Not the best in translation from Simplified Chinese to Pinyin to English, (but at least refers to the physical) yields:
内功 [nèi ɡōnɡ] Pinyin
"exercises to benefit the internal organs, internal energy or power, internal capabilities"
I am never happier as a teacher than when I hear people both within and outside the Tai Chi community ask what "Internal Discipline" is. Although it is still perplexing that Tai Chi afficionados do not know what it is. After all Tai Chi has been known for a long time as an "Internal" martial art. A typical question from even long time Tai Chi practitioners is "what is internal discipline".
Perhaps a literal definition would be appropriate to start things off. I do not like what Merriam-Webster had to say. I find that the "Free Dictionary" has this among several other definitions which I do like and find appropriate to Tai Chi: Discipline is : "training or conditions imposed for the improvement of physical powers, self-control, etc".
Note the use of the word "physical" which is particularly encouraging because most definitions only dwell on "mental". This, sadly to say is also the proclivity of most Tai Chi practitioners that I have heard over the years. I hear over and over and in many formats that Tai Chi not only cultivates but depends on a particular "mental" state. For the most part this is roughly defined as being one of relaxation, serenity, placidity, free of tension, "be cool", etc. Most, then expand this further to (as my teacher says) "an unspoken belief that as long as one has the right mental state, almost any Tai Chi movement is a Tai Chi movement" p. ii, "Uncovering the Treasure". This, he seems to feel is the direct cause for "infinite varieties of Tai Chi that have sprouted everywhere". Having heard and seen what he is speaking about I must say the use of the word "sprouted" is certainly not lost on this writer.

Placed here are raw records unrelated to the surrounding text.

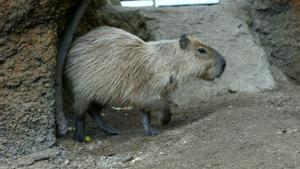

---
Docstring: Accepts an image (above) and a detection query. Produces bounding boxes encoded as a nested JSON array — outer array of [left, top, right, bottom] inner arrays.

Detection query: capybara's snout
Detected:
[[216, 54, 226, 78]]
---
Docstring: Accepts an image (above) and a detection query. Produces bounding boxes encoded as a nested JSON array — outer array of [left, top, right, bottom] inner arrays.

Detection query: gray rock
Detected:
[[98, 4, 276, 103]]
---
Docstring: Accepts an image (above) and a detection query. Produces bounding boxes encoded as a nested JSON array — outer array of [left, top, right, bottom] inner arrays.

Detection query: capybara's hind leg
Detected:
[[158, 105, 172, 125], [73, 98, 89, 142], [142, 111, 159, 136], [88, 105, 120, 135], [74, 114, 85, 142]]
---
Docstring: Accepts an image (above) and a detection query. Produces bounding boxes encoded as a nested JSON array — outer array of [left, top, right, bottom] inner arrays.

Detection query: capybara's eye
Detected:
[[198, 48, 207, 54]]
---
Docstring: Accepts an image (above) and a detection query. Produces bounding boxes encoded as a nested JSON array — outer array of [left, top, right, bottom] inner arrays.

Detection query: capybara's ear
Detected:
[[179, 34, 190, 49]]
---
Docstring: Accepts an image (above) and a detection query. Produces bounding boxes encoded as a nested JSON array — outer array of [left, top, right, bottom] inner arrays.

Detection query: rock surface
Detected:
[[92, 5, 276, 104], [0, 0, 76, 160], [0, 0, 300, 169]]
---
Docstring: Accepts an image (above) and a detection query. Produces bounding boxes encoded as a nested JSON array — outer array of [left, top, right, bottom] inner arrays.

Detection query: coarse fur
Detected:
[[65, 26, 226, 141], [55, 0, 91, 136]]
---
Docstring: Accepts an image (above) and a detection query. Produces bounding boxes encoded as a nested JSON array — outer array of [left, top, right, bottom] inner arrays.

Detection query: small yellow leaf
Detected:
[[84, 136, 93, 142]]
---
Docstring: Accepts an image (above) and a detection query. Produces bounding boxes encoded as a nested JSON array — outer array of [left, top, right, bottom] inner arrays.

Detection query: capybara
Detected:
[[64, 26, 226, 141]]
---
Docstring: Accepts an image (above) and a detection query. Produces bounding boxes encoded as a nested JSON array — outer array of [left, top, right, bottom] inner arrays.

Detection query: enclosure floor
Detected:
[[0, 87, 300, 169]]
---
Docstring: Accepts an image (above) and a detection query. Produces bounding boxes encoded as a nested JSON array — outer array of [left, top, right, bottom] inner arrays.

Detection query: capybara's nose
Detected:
[[217, 55, 226, 78]]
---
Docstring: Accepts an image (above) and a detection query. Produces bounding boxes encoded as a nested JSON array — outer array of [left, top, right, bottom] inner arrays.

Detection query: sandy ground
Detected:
[[0, 84, 300, 169]]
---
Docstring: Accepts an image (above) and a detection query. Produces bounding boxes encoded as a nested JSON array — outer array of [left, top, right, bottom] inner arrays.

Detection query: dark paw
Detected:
[[102, 127, 121, 135], [144, 129, 159, 136], [160, 116, 171, 125], [74, 133, 85, 142]]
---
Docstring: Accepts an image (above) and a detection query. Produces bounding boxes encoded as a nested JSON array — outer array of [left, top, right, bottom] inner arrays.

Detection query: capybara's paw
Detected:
[[144, 129, 159, 136]]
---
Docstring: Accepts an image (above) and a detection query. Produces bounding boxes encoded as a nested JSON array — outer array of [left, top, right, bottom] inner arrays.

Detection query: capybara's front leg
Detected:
[[141, 111, 159, 136], [89, 111, 120, 135], [74, 114, 85, 142]]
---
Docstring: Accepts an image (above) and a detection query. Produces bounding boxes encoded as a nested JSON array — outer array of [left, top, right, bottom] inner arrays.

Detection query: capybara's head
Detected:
[[179, 34, 226, 80]]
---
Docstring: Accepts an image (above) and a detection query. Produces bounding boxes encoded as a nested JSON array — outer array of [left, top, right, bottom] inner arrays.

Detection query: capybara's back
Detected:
[[65, 26, 225, 141]]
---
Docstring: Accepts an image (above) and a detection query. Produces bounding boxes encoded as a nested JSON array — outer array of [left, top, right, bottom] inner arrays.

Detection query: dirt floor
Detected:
[[0, 83, 300, 169]]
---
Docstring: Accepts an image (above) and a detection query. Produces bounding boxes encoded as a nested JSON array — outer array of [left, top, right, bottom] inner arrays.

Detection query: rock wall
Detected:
[[89, 4, 276, 104], [250, 0, 300, 84], [0, 0, 77, 160], [0, 0, 300, 161]]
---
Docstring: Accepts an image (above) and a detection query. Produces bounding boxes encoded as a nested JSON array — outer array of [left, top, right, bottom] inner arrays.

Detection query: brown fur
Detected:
[[65, 26, 223, 119]]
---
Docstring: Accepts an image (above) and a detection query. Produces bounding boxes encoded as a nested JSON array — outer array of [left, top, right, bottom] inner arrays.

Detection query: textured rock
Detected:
[[93, 5, 276, 102], [0, 0, 70, 161]]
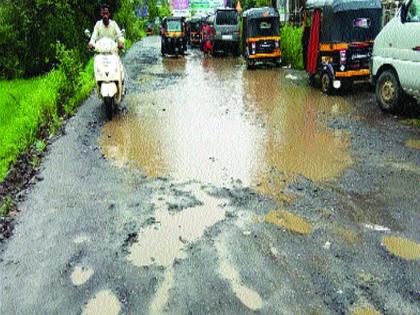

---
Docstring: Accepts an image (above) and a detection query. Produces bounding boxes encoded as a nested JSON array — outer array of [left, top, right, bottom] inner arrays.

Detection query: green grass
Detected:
[[0, 196, 13, 217], [281, 25, 303, 70], [0, 60, 95, 182]]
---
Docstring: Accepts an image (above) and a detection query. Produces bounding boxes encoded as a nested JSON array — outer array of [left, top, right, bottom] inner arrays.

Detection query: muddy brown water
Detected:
[[99, 58, 352, 195]]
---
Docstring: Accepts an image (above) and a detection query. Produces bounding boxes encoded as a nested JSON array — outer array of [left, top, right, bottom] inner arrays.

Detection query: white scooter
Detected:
[[85, 30, 124, 120]]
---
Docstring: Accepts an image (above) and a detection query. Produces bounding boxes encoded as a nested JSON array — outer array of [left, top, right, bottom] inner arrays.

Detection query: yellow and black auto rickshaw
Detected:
[[242, 7, 281, 68], [302, 0, 382, 94], [160, 17, 187, 57], [189, 17, 201, 46]]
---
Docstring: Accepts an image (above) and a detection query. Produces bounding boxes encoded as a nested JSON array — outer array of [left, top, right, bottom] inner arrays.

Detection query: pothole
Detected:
[[382, 236, 420, 260], [82, 290, 121, 315], [264, 210, 313, 235]]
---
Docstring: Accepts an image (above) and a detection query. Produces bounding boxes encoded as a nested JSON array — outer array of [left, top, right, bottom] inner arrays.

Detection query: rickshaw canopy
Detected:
[[306, 0, 382, 43], [306, 0, 382, 12]]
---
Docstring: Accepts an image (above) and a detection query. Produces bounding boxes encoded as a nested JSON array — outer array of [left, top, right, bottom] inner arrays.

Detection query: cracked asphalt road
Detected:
[[0, 37, 420, 314]]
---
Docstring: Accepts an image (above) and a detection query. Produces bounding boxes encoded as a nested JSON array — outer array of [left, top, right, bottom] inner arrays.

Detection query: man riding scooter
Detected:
[[89, 4, 125, 49], [87, 5, 124, 119]]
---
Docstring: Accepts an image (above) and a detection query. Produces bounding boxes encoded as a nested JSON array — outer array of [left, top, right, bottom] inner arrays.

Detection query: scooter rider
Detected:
[[89, 4, 125, 49]]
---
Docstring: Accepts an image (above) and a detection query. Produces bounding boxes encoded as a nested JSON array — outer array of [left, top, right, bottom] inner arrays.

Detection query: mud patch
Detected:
[[405, 139, 420, 150], [215, 239, 263, 311], [70, 266, 93, 286], [382, 236, 420, 260], [264, 210, 313, 235], [82, 290, 121, 315], [127, 189, 225, 267], [350, 305, 381, 315]]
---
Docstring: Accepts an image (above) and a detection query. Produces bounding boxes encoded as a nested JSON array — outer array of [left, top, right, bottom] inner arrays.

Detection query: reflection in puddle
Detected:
[[382, 236, 420, 260], [99, 58, 352, 200], [215, 239, 263, 310], [82, 290, 121, 315], [405, 139, 420, 150], [70, 266, 93, 286], [351, 305, 381, 315], [264, 210, 313, 235]]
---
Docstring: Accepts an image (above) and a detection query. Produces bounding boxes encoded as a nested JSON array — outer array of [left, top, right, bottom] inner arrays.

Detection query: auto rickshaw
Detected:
[[160, 17, 187, 57], [242, 7, 281, 68], [189, 17, 201, 46], [302, 0, 382, 94]]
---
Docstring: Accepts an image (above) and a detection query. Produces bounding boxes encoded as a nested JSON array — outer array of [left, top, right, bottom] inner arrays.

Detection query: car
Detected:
[[371, 0, 420, 113]]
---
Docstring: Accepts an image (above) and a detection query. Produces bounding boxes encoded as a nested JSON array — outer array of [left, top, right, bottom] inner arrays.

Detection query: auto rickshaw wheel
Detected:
[[375, 70, 405, 113], [321, 71, 333, 95], [308, 73, 316, 87], [246, 58, 255, 70]]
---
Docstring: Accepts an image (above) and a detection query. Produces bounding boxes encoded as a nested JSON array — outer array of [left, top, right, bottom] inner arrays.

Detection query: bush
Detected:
[[281, 25, 303, 70]]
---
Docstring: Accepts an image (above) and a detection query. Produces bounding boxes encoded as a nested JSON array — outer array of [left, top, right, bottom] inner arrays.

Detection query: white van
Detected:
[[371, 0, 420, 112]]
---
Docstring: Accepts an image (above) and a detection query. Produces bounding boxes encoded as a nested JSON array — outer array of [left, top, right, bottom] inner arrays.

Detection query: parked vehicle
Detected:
[[85, 30, 125, 119], [303, 0, 382, 94], [189, 17, 202, 46], [241, 7, 281, 68], [372, 0, 420, 112], [210, 8, 239, 56], [160, 17, 187, 57], [146, 23, 153, 36]]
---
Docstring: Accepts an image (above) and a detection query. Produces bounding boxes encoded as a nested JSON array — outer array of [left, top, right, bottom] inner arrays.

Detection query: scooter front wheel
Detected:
[[104, 97, 115, 120]]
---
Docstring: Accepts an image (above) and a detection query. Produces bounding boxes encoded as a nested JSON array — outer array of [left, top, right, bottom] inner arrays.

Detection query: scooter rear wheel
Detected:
[[104, 97, 115, 120]]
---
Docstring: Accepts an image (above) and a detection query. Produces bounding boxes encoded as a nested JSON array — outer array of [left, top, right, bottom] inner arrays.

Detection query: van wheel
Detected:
[[104, 97, 115, 120], [321, 71, 333, 95], [375, 70, 405, 113]]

In light of the phenomenon that I describe I find that in going a little further I not only have to define "internal discipline" to people but I have to show it/demonstrate it. For in the explanations, I have found no justice. I inevitably end up showing it to both beginners and afficionados as I try to explain what I am doing. What is even more surprising to me is that even though "internal discipline" translates to the word or term called "Neigong". Long time practitioners do not understand the physical. That term has been in the Tai Chi lexicon for quite some time yet even the online martial art encyclopedia definitions still lapse into such things as: "Neigong, also spelled Nei Kung, neigung, or nae gong, is any of a set of breathing and spiritual practice disciplines associated with Taoist religion and Chinese martial arts".
I have a feeling my teacher realized the difficulties associated with explaining what it is and instead opted to explain HOW IT DOES: (From the Classical Tai Chi website)"The central element of the practice dictates how a movement should be made from the internal core of the body—the abdomen and the back—not from the external parts of the body, such as arms and shoulders".
AND WHAT IT DOES: "Internal Discipline enables you to initiate movements from the internal core of the body (the abdomen and back) rather than from the external parts of the body (the limbs), and cultivates and mobilizes your internal energy for health benefits and martial arts applications".